Но главное – они устанавливают новую планку для всей редакции. СМИ не может написать один хороший материал и почивать на этом одиноком лавре. Медиа – это всегда производственный процесс. Если ты сделал хорошее расследование или взял отличное интервью, все медиа вслед за тобою обречено делать не хуже.
У вашего названия, подхода, интонации нет самоценности. Они запоминаются только как приложение к хорошему материалу. Вам дали конфету, вам понравился вкус, вы интересуетесь названием и ценой, чтобы в дальнейшем самим есть такие конфеты. Вам переслали статью, она выбивается из общего ряда – тогда и только тогда вы начинаете запоминать «фенотип»: особенности верстки, бренд, автора, уникальные иллюстрации.

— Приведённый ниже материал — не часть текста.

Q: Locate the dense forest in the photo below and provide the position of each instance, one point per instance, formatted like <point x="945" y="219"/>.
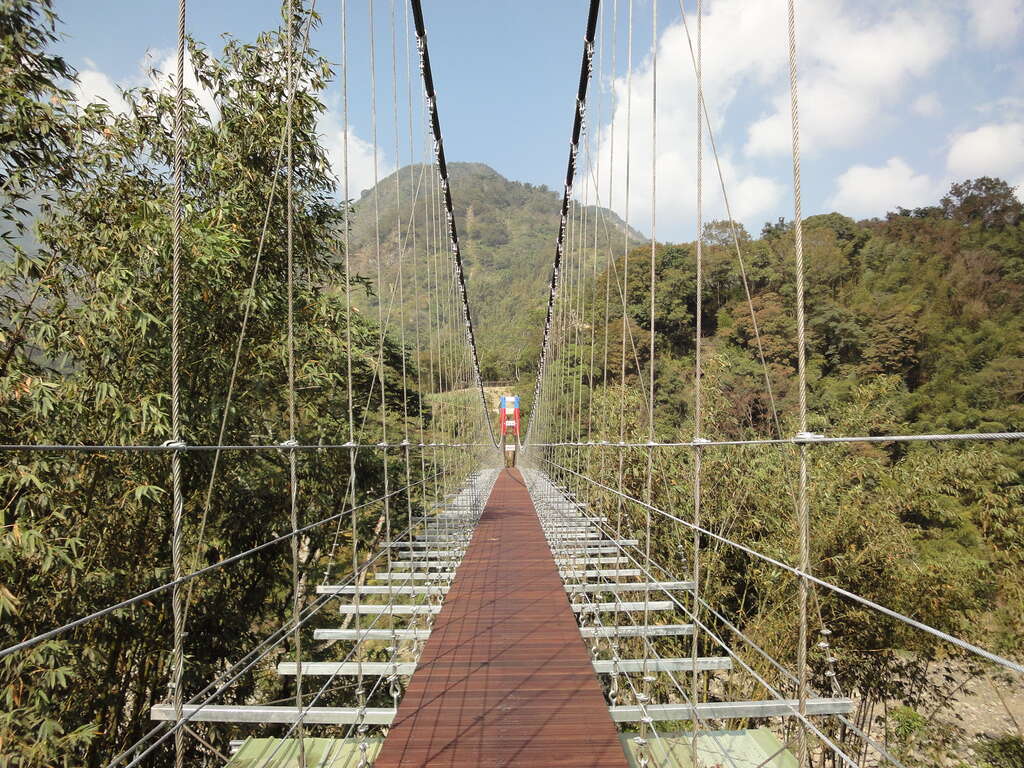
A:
<point x="507" y="233"/>
<point x="914" y="325"/>
<point x="84" y="355"/>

Мир был бы гораздо более дружелюбным местом, если бы люди понимали, что сами по себе красивые картинки и тексты без ошибок ничего не стоят. Они лишь косвенно подтверждают качество самого материала.

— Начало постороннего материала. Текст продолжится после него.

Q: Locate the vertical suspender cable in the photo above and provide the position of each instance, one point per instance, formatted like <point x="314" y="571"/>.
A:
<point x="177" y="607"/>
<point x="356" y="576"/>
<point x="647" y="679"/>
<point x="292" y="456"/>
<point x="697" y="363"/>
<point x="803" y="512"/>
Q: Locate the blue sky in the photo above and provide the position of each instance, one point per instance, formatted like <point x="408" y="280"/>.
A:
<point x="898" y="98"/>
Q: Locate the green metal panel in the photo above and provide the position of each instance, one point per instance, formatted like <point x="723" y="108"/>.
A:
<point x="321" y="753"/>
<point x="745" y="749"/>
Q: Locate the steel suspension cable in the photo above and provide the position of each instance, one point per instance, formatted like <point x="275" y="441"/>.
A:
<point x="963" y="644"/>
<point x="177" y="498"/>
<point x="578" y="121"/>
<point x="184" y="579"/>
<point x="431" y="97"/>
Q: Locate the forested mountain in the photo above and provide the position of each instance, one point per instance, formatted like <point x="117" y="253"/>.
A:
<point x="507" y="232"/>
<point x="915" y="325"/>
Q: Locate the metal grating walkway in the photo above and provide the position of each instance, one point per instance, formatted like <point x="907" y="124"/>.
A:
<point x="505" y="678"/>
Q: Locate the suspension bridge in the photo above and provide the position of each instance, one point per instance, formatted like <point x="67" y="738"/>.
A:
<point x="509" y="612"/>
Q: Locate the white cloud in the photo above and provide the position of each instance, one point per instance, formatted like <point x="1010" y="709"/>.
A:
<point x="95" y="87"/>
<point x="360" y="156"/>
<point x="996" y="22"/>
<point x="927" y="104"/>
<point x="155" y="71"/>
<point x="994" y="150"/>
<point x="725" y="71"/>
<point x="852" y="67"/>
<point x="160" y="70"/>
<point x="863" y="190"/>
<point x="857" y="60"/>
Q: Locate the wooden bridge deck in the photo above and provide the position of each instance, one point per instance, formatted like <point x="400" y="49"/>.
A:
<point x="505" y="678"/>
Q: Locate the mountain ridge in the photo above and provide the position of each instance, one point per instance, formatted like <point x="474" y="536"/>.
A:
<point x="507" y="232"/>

К сожалению, очень часто медиастратегии строятся на обезьянничаньи. Редакция создает карго-культ того или иного издания (автор слышал фразу «TechCrunch по-русски» десятки раз) вместо того, чтобы создать что-то, выводящее читателя в океан уникальных смыслов.
Поэтому перед нами стоят два вопроса.
Во-первых, от чего зависит «хорошесть» текста?
Во-вторых, как выпускать хорошие тексты один за другим?
На первый вопрос можно ответить двояко. Начать с того, что качество текста не следует путать с метриками вовлеченности пользователя. Текст, который дочитывают до конца, не обязательно хороший. Текст, который распространяют, не читая, не обязательно плохой.
Взять, например, серьезную статью BuzzFeed News о Марке Цукерберге, защищающем право отрицателей Холокоста постить в Facebook[86]. Эту статью не обязательно читать, чтобы на нее отреагировать или переслать своим друзьям. Более того, распространение статьи или реакция на нее – первичное действие, которое хочется сделать; десятки процентов новостных и аналитических материалов, по мнению пользователей, вовсе не обязательно читать. Они просто задевают темы, по которым нам всегда есть что сказать.